Hoy en día esa conducta es frecuente, y es solo un aspecto que incide en la calidad del servicio, al margen de lo ofertado.  

La gente, el pueblo, los trabajadores, los que viven de un salario, desean salir un día y pasarla bien con la familia. No obstante, el paseo se convierte en un mar de lamentos, y da pie para comentarios de este tipo.

Hay quienes me han confesado que «en los restaurantes y cafeterías del Estado no compro ni una croqueta». Y por mucho que he tratado de persuadirlos, al final no encuentro una respuesta convincente para que entiendan que la culpa no es del Gobierno, sino de las administraciones que dirigen esas entidades.

Los administradores son los máximos responsables de la disciplina en los centros de trabajo, y entre sus obligaciones está la de velar por el comportamiento adecuado de los subordinados. En el caso de las entidades gastronómicas, también deben responder por la calidad de las ofertas.

Es verídico que los restaurantes y cafeterías operados por cuentapropistas están sustentados —la mayor parte de las veces— por elevados capitales, pero también hay que decir que allí  «muy poco se les escapa a los dueños», según el vocabulario popular.

Muchas veces asombra el confort de esos espacios, donde las mesas están bonitas, limpias y adornadas; los alimentos se sirven con la temperatura requerida, y quienes le dan la cara al cliente lo hacen sonrientes, con buen trato y presencia. Aclaro, toda regla tiene su excepción.

Ahora bien, ¿por qué un centro estatal del sector del comercio y la gastronomía —habrá quienes lo logren— no puede garantizar la calidad integral del servicio, donde prevalezca la limpieza, el buen trato y todo marche según lo estipulan las normas?

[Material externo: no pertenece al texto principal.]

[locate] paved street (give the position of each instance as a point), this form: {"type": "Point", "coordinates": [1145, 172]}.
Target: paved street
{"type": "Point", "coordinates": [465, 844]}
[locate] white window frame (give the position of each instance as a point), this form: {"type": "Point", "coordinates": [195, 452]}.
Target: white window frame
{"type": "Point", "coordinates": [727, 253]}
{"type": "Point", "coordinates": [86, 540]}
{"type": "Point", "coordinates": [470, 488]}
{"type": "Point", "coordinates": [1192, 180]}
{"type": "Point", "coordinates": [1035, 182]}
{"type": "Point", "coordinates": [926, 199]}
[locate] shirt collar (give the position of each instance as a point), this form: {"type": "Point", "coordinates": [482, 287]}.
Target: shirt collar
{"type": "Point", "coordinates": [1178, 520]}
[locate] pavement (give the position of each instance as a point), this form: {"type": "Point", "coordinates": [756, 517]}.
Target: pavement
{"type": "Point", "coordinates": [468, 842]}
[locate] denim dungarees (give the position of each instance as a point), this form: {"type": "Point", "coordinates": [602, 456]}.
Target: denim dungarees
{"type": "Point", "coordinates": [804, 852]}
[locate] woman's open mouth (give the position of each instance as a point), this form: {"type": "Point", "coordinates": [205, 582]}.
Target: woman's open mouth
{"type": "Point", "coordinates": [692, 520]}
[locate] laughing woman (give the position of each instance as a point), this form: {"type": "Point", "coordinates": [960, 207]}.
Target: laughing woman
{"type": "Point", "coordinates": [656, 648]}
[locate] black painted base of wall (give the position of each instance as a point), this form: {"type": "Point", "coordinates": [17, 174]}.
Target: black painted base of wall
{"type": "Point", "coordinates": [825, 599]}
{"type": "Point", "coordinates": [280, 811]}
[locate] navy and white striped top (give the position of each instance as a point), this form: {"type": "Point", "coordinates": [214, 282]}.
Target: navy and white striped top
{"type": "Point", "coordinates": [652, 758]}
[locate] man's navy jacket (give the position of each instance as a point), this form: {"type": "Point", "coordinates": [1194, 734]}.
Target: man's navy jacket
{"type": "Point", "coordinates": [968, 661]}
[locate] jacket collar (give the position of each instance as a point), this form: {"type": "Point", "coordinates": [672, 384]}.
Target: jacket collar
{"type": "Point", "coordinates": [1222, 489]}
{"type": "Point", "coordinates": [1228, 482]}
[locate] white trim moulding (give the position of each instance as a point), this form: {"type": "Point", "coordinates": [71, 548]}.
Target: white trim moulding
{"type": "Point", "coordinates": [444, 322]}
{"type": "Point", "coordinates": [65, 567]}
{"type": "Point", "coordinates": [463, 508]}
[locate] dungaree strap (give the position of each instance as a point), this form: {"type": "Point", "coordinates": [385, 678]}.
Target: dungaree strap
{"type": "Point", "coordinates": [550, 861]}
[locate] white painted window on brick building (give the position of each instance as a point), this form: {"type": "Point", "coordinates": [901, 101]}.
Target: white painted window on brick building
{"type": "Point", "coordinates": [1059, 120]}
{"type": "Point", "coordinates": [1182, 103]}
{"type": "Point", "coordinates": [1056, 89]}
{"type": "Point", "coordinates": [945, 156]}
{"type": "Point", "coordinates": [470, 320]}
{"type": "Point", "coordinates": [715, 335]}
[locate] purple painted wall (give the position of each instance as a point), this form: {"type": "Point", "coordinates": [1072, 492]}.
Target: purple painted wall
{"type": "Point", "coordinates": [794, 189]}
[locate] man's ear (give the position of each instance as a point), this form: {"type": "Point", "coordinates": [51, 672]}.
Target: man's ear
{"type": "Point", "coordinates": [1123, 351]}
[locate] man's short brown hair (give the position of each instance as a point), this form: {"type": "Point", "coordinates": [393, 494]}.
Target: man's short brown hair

Dicho sea de paso, todo está normado.

Hace unos meses escribí en estas páginas sobre el restaurante Montecatini, también ubicado en el Vedado. Habría que dar una vueltecita por este lugar para comprobar si los líquidos aparecieron, y si la comida italiana que allí normalmente se oferta puede acompañarse de un refresco o una fría cerveza.

Sigo diciendo que el Estado no puede cargar con todas las culpas. Y en cuanto a lo de restaurantes de lujo, habrá que en algún momento cambiar la terminología.